International LAMA had its origins in an organisation known as the Life-saving Appliance Manufacturers’ Association, (LAMA), formed in the United Kingdom in 1956. This organisation was concerned primarily with ensuring that the views of the UK lifeboat and davit manufacturers were available to the then UK Ministry of Transport.
Some years later in the early 70′s, it became apparent that the purely national approach was too narrow; it was felt that a wider international basis would be more appropriate, and that manufacturers of all forms of life saving equipment should be included. An immediate advantage of extending internationally was that the Association could then obtain Observer Status in the International Maritime Consultative Organisation (IMCO), later to become the International Maritime Organisation (IMO).
Discussions were held between several life-saving appliance manufacturers, all of whom traded internationally, to obtain IMCO Observer Status for the new association, and the International Life-saving Appliance Manufacturers’ Association (ILAMA) was formed.

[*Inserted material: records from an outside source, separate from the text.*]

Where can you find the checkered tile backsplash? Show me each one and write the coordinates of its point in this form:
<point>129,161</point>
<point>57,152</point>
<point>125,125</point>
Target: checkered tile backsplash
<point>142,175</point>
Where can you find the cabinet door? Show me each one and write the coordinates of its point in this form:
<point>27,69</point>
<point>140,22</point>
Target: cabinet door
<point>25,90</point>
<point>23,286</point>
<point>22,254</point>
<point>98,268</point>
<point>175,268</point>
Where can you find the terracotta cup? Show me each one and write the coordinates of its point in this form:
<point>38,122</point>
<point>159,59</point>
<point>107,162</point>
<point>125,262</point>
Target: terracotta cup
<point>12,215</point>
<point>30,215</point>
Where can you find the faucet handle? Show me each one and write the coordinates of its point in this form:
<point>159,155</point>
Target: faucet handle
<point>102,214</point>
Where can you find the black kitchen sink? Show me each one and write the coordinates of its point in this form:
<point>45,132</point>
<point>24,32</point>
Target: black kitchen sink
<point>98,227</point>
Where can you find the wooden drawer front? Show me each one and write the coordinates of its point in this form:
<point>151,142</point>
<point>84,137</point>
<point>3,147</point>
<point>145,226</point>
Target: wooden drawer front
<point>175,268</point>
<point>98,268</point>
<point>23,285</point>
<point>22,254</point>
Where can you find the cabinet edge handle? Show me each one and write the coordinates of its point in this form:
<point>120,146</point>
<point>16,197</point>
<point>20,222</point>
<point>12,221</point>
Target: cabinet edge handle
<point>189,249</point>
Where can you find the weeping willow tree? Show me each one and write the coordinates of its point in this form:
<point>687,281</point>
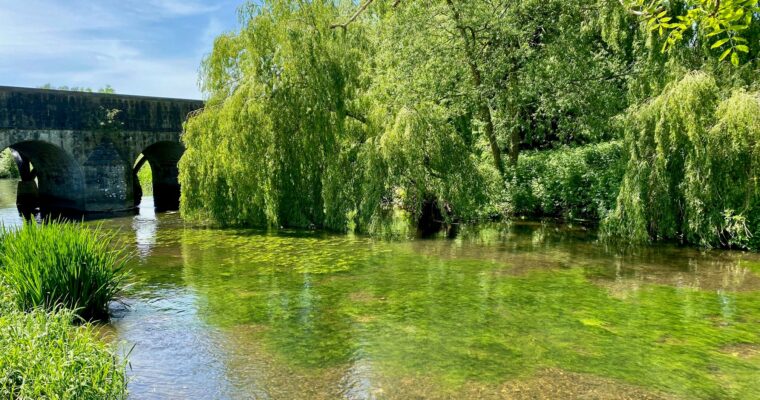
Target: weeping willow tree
<point>290,136</point>
<point>693,169</point>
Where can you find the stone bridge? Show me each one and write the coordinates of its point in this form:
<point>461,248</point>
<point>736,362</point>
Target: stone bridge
<point>86,148</point>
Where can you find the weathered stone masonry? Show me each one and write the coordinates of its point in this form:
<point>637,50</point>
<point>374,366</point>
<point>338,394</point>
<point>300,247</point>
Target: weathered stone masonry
<point>83,158</point>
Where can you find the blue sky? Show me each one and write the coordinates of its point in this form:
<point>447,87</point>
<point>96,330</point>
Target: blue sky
<point>144,47</point>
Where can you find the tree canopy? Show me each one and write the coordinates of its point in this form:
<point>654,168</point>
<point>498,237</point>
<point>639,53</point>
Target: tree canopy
<point>339,115</point>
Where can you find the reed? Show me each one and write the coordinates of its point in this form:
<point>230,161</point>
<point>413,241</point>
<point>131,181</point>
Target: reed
<point>44,356</point>
<point>62,264</point>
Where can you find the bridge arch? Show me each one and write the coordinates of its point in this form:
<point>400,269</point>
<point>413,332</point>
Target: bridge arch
<point>60,181</point>
<point>163,158</point>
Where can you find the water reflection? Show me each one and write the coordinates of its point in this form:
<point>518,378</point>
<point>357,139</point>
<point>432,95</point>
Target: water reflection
<point>523,310</point>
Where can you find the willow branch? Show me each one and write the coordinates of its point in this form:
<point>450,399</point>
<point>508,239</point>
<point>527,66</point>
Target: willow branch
<point>358,12</point>
<point>356,15</point>
<point>632,11</point>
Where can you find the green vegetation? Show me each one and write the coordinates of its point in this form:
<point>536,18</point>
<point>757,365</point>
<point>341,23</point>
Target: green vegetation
<point>722,22</point>
<point>145,176</point>
<point>44,356</point>
<point>692,175</point>
<point>8,167</point>
<point>575,183</point>
<point>459,111</point>
<point>52,275</point>
<point>525,297</point>
<point>60,264</point>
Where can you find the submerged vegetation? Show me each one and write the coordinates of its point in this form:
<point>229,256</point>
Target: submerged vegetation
<point>340,116</point>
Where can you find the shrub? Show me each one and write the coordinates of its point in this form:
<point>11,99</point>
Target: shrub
<point>45,357</point>
<point>61,264</point>
<point>577,182</point>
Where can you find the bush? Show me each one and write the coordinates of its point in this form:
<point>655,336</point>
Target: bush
<point>61,264</point>
<point>577,183</point>
<point>44,357</point>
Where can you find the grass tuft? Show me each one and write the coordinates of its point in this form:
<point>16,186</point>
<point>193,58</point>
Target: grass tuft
<point>62,264</point>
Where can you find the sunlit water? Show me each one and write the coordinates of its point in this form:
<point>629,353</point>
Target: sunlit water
<point>516,311</point>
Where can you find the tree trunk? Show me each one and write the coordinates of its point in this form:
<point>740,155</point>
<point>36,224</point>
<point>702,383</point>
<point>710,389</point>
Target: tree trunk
<point>483,109</point>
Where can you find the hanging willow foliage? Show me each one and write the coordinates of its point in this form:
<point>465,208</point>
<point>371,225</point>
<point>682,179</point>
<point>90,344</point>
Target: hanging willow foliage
<point>289,136</point>
<point>693,168</point>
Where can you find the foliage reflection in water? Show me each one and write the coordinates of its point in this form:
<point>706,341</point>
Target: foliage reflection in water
<point>505,311</point>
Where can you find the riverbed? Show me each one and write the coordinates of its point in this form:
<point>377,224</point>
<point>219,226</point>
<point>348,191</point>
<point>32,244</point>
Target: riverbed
<point>521,310</point>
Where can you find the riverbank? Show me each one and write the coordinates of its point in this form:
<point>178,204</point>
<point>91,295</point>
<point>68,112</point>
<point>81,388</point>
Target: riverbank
<point>54,278</point>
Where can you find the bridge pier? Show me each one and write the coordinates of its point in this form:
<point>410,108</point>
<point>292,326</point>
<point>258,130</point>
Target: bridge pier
<point>80,147</point>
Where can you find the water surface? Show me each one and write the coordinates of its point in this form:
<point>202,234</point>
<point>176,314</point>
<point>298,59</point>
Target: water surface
<point>517,311</point>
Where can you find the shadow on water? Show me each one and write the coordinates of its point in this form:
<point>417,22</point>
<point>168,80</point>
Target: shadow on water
<point>13,214</point>
<point>517,311</point>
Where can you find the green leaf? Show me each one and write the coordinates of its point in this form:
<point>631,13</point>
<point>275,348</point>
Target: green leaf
<point>725,54</point>
<point>719,43</point>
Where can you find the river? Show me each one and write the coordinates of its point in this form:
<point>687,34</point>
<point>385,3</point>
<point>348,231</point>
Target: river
<point>521,310</point>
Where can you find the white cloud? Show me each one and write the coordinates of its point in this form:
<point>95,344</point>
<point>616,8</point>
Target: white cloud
<point>86,43</point>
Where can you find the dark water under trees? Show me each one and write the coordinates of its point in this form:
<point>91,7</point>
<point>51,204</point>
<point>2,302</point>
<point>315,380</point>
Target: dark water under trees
<point>521,310</point>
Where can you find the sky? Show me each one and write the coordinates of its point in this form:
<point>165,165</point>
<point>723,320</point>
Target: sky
<point>141,47</point>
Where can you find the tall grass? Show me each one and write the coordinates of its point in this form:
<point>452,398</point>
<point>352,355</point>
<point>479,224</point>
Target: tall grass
<point>43,356</point>
<point>62,264</point>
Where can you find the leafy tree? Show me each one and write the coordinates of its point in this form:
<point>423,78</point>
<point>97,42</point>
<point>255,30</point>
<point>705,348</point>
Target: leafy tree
<point>724,24</point>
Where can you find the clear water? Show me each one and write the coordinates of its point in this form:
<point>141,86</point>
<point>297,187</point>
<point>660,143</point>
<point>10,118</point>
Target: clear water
<point>517,311</point>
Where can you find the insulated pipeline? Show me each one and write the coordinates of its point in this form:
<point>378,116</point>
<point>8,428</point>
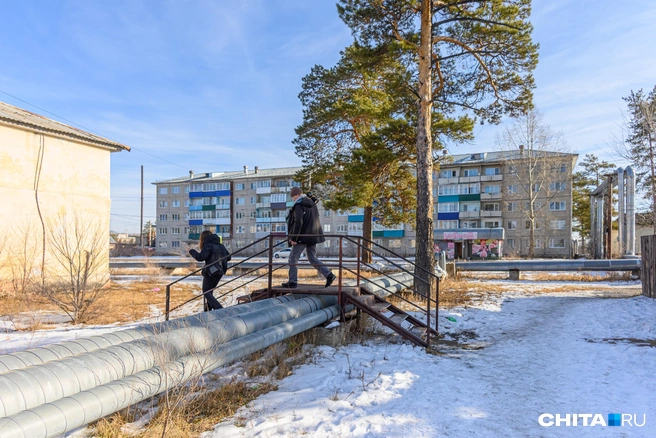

Application to IMCO for Consultative and Observer status was made and duly granted in November 1975, approved by the 9th session of the Assembly. The Association’s first attendance at an IMCO meeting took place in their former premises in Piccadilly, London in October 1976.
Over the years, ILAMA has submitted a number of papers that have led to actual change and improvements of IMO legislation. This proves that ILAMA matters in the business of LSA.
ILAMA believes in true and fair competition amongst its members, and in equality within national and international legislative and approval procedures. This philosophy has been held from the time of its inception, and will continue to hold.
ILAMA Members are in a unique position to assess new and existing items of life-saving appliances on the market. This may include anything from totally enclosed lifeboats to lifejacket whistles – and everything in between. Over a number of years fears have grown as to the compliance of certain items to International Standards. Members hold frank and open discussions on these matters, and ILAMA seeks to ensure that any inequalities are brought to the attention of the International Community and IMO.
In 1999 there began a new era of mutually acceptable certification with the EU ‘Wheel-mark’, the Mutual Recognition Agreement between EU and USA, CEN certification and ISO certification. But also the increase in size of passenger ships, subsequent new regulations and the developments of Goal based standards emphasizes the need for close scrutiny if ILAMA is to succeed in maintaining the high level of safety for crew and passengers on board ships.
In early 2015, ILAMA negotiated ‘Category A’ liaison with the International Organisation for Standardisation (‘ISO’). ISO’s aim primarily is to create technical standards valuable in industry, commerce and science, and on a worldwide scale.
Such standards are amongst the few external standards recognised by IMO. Thus, for our members, advance knowledge of standards generation and opportunities to comment on or enhance their content is of great value.
Also during 2015 Observer Status was granted to ILAMA to attend and participate in both the EMSA MED Experts Group and MarED. This important step for ILAMA means that the Association is able to directly participate and contribute to the working of these influential bodies in a globally recognised market.
The membership of ILAMA at and shortly after its conception was mainly limited to companies producing lifeboats and associated equipment. Today we have a broad base of different companies covering the whole scope of life-saving appliances. Membership has also been extended to welcome training and testing establishments.